« Les Echos » ont fait débattre l’obstétricien et gynécologue René Frydman et la psychanalyste Catherine Bergeret-Amselek sur l’ouverture de la procréation médicalement assistée à toutes les femmes. Entre ces deux observateurs, beaucoup de désaccords de fond et quelques rares points de convergence.
Adopté en première lecture à l’Assemblée nationale le 15 octobre dernier, le projet de loi de bioéthique qui arrivera au Sénat en janvier ouvre la procréation médicalement assistée (PMA) à toutes les femmes. Un sujet sensible qui continue à diviser. Pour le grand obstétricien et gynécologue René Frydman, qui a permis la naissance en France, en février 1982, d’Amandine, premier « bébé-éprouvette », cette ouverture va dans le sens de l’histoire et ne peut qu’être approuvée. Psychanalyste et essayiste, membre de la Société de psychanalyse freudienne, Catherine Bergeret-Amselek, dont les travaux portent notamment sur les crises d’identité féminine (« Le Mystère des mères », « La Femme en crise », tous deux chez Desclée de Brouwer), est beaucoup plus réservée. Rencontre.

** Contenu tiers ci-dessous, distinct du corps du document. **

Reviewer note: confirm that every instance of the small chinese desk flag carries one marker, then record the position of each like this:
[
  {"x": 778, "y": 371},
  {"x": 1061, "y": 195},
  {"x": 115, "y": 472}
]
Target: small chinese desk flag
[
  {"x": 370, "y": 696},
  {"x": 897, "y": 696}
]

Le 21 septembre, trois jours avant l’ouverture des débats à l’Assemblée nationale, l’Académie de médecine a publié un avis disant que « la conception délibérée d’un enfant privé de père constitue une rupture anthropologique majeure qui n’est pas sans risque pour le développement psychologique et l’épanouissement de l’enfant ». Qu’en pensez-vous ?
René Frydman : L’Académie de médecine oublie juste de préciser que, cinq ans plus tôt, elle avait déjà publié un premier avis sur cette même question, fondé sur des études scientifiques, et que celui-ci allait dans le sens de l’ouverture de la PMA à toutes les femmes. Cette phrase que vous avez citée n’est que l’expression d’une conviction, en soi respectable. Mais elle ne repose pas sur de nouvelles données scientifiques, de nouvelles études qui auraient été faites entre il y a cinq ans et aujourd’hui, et qui auraient contredit les précédentes. En tout cas, l’avis de l’Académie ne les cite pas. La seule chose qui a changé, c’est que l’ancien ministre de la Santé Jean-François Mattei, dont on connaît les convictions, a été élu vice-président de l’Académie de médecine pour 2019 et la présidera en 2020.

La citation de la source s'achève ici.